When \(H\) is linear, ThreeDVar reduces to OptimalInterpolation — the iterative minimiser converges to the closed-form Kalman analysis. The conformance test enforces agreement:

def test_threedvar_recovers_oi_in_linear_limit():
    oi = OptimalInterpolation(linear_H_op, x_b, B_op, R_op)
    three = ThreeDVar(
        obs_op=linear_H_op, prior_mean=x_b,
        prior_cov_op=B_op, obs_cov_op=R_op,
        minimiser=optx.GaussNewton(rtol=1e-8, atol=1e-8),
    )
    batch = make_linear_gaussian_batch()
    assert jnp.allclose(oi(batch), three(batch), atol=1e-3)

This is part of the Decision D14 invariant — all seven methods agree in the linear-Gaussian limit.

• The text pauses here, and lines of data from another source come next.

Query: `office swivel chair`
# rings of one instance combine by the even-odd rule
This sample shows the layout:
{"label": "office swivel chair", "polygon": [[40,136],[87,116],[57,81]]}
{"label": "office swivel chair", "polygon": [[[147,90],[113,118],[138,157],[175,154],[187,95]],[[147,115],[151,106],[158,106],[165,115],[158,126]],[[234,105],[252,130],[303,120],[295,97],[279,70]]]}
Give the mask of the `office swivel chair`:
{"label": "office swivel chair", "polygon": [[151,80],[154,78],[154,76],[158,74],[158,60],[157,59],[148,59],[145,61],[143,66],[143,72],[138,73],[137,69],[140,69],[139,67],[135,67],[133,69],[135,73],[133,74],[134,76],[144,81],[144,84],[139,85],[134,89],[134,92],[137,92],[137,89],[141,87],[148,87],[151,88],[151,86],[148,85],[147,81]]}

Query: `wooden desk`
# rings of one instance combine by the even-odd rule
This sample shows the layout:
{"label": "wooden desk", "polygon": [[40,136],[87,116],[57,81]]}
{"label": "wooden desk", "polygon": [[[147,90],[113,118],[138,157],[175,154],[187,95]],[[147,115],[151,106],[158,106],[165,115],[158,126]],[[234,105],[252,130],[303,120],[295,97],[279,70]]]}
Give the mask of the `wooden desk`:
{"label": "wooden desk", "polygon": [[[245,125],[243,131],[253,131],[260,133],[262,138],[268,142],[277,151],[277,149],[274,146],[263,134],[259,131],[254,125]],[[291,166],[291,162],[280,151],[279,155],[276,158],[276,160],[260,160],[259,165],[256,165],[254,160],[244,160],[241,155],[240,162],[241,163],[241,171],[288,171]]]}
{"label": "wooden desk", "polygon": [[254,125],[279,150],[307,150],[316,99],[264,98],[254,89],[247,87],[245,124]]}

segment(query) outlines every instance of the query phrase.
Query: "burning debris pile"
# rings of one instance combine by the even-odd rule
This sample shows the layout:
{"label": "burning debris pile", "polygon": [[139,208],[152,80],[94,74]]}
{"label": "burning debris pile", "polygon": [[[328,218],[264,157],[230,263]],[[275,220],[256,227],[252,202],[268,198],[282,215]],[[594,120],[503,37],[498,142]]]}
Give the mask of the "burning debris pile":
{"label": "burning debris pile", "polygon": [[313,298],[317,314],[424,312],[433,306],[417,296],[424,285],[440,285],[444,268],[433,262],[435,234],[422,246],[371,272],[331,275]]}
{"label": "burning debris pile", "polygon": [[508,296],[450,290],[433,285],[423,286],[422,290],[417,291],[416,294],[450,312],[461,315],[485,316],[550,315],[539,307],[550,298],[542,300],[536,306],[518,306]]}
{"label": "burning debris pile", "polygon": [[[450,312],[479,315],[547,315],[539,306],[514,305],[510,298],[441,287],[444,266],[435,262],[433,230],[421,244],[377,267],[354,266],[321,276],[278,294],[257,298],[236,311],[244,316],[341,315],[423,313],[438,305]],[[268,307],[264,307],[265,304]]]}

If they don't, the implementation is wrong.

Posterior¶

For Gaussian likelihood near the MAP, the Laplace approximation gives

\[ p(x \mid y) \approx \mathcal{N}(x; x^*, P^*), \quad P^* = \big(B^{-1} + H'(x^*)^\top R^{-1} H'(x^*)\big)^{-1}. \]

Compute via LaplaceCovariance:

from vardax.posterior import LaplaceCovariance

posterior = LaplaceCovariance()(x_star, model.as_analysis_step(), batch)

For strongly-nonlinear obs operators, the Laplace approximation underestimates uncertainty. Use EnsembleCovariance (via filterax) or AmortizedPosterior with a flow head for better calibration — chapters 10, 13.

When 3DVar is the right answer¶

Use ThreeDVar when:

\(H\) is nonlinear (averaging kernel, RTM, custom retrieval)
Single timestep (no dynamics)
Posterior assumed unimodal Gaussian-around-MAP
\(B\) and \(R\) are Gaussian

If any of these fail:

Linear \(H\) → OptimalInterpolation (chapter 4) — same answer, free posterior
Dynamics → StrongFourDVar (chapter 6)
Multimodal posterior → ensemble or amortized methods (chapters 10, 13)

When the minimiser fails to converge¶

If optimistix.GaussNewton fails (the residual stops decreasing, hessian becomes indefinite, line search rejects every step), the likely causes:

Cost function is far from quadratic — switch to LevenbergMarquardt (damped Gauss-Newton) or BFGS
Prior is too tight (small variance) but bias-misspecified — widen \(B\) or check \(x_b\) against innovation statistics
Obs operator has discontinuities or near-discontinuities (saturated retrievals, mask edges) — smooth them in preprocessing or switch to derivative-free optimistix.NelderMead

vardax does not retry or fall back automatically — if your minimiser fails, that's information. Diagnose, don't hide.

References¶

Lorenc, A. C. (1986). Analysis methods for numerical weather prediction. QJRMS 112(474).
Talagrand, O. (1997). Assimilation of observations, an introduction. JMSJ 75(1B).
Bannister, R. N. (2008). A review of forecast error covariance statistics in atmospheric variational data assimilation. QJRMS 134(637).